Joanna took a steadying breath. “Okay,” she said. “I’m on my way.”
“Sorry,” she said to the tableful of people who were watching her. “Duty calls.”
Before leaving the house, she took her Glock out of the gun safe in the laundry room and belted it in place.
Then, glancing outside, she added a slicker and her Stetson.
Although she had one of those—regarded as necessary equipment for any self-respecting sheriff of Cochise County—she seldom wore it.
Rainy days were the exception because the sturdy felt kept the rain out of her hair and away from her eyes.

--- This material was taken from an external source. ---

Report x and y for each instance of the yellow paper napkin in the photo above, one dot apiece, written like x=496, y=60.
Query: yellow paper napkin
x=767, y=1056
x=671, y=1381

Butch followed her out to the garage to kiss her goodbye. “What if the washes are running?” he asked.
There weren’t any washes on the highway between Bisbee and St. David.
However, there were four major washes on High Lonesome Road between their ranch and Double Adobe Road.
The Mule Mountains off to the west marked the back boundary of the ranch itself, and runoff from those could quickly turn those easterly-flowing washes into treacherous rapids.
“I’ll be fine,” she said, but she wasn’t entirely sure.
When Joanna reached the first wash, she actually got out to check.
Muddy water was running a little over four inches deep, but with no visible wall of water approaching, she got back into her Interceptor, put it in low, and plowed on, making it through all four washes without pausing again or second-guessing herself.
Once on Highway 80, she took a deep breath and brought her vehicle up to speed as much as the water-soaked pavement allowed. It was still raining, but not nearly as hard as it had been. St. David was fifty minutes plus north of Bisbee. In this weather, she knew it was going to take all of that.
Thinking about what had happened at dinner, she gave Nick Saunders credit for popping the question in front of the whole family.
That was something Joanna actually appreciated.
Yes, in many ways she’d be losing a daughter once Jenny married, but that generous gesture on Nick’s part suggested that, in return, she might end up gaining another son.